Reputation: 21368
I need to split a String with dot '.' but with one catch as explained below For example, if a String is like this
String str = "A.B.C"
then, splitting with dot, will give A,B and C
.
But if the some part is marked with single inverted comma, then split should ignore it
String str = "A.B.'C.D'"
then, splitting with dot, should give A,B and C.D
.
How can I achieve this?
Upvotes: 0
Views: 114
Reputation: 12952
I don't know of a method in the standard library that does this.

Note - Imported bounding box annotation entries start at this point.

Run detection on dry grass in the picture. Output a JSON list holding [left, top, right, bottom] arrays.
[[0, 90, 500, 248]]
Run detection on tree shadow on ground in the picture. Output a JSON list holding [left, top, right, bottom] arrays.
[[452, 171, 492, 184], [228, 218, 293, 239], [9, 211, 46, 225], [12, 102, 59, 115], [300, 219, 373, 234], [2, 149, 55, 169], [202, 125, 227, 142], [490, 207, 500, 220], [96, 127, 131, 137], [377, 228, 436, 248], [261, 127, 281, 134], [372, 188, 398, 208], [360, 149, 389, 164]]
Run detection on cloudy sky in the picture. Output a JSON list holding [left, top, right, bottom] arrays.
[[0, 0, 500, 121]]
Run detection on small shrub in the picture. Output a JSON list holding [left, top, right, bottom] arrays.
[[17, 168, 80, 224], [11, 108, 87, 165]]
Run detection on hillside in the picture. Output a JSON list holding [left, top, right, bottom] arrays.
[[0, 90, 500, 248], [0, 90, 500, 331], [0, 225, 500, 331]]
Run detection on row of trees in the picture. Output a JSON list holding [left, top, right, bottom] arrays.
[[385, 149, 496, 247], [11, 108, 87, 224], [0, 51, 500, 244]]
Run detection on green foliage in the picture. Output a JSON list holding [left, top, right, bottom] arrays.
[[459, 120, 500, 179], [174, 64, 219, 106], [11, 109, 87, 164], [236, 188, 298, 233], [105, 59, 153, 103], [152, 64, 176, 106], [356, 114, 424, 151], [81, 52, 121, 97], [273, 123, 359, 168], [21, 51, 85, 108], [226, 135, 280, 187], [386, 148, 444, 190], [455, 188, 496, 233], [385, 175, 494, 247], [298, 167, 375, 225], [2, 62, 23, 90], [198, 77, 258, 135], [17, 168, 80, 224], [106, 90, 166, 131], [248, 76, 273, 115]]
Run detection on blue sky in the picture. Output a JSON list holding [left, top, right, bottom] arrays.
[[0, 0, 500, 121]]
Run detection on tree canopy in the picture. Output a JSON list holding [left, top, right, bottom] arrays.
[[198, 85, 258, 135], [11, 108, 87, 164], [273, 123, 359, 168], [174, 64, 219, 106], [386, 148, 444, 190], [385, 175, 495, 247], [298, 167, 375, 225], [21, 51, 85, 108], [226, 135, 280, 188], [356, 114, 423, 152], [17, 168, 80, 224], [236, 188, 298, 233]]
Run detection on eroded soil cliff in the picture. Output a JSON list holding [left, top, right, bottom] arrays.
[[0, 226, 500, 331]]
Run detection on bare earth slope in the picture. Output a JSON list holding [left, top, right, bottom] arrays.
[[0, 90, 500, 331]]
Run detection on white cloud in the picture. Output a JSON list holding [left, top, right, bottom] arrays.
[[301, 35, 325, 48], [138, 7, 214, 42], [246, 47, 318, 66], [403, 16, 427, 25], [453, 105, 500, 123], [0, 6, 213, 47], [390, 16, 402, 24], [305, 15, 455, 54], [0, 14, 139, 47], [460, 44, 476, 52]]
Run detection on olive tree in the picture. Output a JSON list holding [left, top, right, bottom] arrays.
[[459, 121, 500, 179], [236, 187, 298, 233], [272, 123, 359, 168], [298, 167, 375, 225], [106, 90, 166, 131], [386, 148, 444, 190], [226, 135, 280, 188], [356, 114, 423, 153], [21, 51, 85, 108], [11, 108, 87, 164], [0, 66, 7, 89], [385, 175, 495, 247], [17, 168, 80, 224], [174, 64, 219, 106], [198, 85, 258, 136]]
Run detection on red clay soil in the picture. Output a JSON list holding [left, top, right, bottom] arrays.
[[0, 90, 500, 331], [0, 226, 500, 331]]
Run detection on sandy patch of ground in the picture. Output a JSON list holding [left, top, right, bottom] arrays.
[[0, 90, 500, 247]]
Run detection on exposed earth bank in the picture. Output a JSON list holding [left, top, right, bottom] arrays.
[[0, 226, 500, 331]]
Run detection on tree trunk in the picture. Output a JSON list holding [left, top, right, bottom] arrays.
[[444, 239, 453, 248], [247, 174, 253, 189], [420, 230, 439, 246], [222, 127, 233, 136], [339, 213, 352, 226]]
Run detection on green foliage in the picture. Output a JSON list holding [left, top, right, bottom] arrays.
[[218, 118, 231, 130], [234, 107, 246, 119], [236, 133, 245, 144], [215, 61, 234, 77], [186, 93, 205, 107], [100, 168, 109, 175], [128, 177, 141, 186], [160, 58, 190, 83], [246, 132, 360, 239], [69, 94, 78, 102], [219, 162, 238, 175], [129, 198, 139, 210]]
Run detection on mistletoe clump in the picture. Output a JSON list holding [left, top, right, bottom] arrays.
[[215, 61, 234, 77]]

It is not too difficult to write yourself, though:
public static String[] splitByDots(String s)
{
List<String> ss = new ArrayList<>();
boolean inString = false;
int start = 0;
for (int p = 0; p < s.length(); p++) {
char ch = s.charAt(p);
if (ch == '\'') {
inString = !inString;
}
else if (ch == '.') {
if (!inString) {
ss.add(s.substring(start, p));
start = p + 1;
}
}
}
ss.add(s.substring(start));
return ss.toArray(new String[ss.size()]);
}
If you want to trim whitespace or remove the quote characters, you will have to tweak the above code a bit, but otherwise it does what you asked for.
Upvotes: 0
Reputation: 18173
First, split at '
and afterwards, if any of the split results end in .
, split at .
as well again.
"A.B.'C.D'"
=>
"A.B.", "C.D"
=> "A", "B", "C.D"
public static void main(String[] args) {
final String str = "A.B.'C.D'";
final List<String> result = new ArrayList<>();
for (String singleQuoteSplitResultArrayElement : str.split("'")) {
if (singleQuoteSplitResultArrayElement.endsWith(".")) {
Collections.addAll(result, singleQuoteSplitResultArrayElement.split("\\."));
} else {
result.add(singleQuoteSplitResultArrayElement);
}
}
System.out.println(result.stream().collect(Collectors.joining(", ")));
}
Upvotes: 2
Reputation: 48444
What you can do is as follows - will work with single letter and multiple letter tokens:
String input = "A.B.'C.D'";
// | not following capital letter(s) and '
// | | dot (escaped)
// | | | not followed by
// | | | capital letter(s) and '
System.out.println(Arrays.toString(input.split("(?<![A-Z]+?')\\.(?![A-Z]+?')")));
Output
[A, B, 'C.D']
Note
If you want it case-insensitive, prepend (?i)
to the Pattern
: (?i)(?<![A-Z]+?')\\.(?![A-Z]+?')")
Upvotes: 0
Reputation: 36304
If the String is always in the given format, you could try : \\.(?![A-Za-z]')
as regex
Upvotes: 2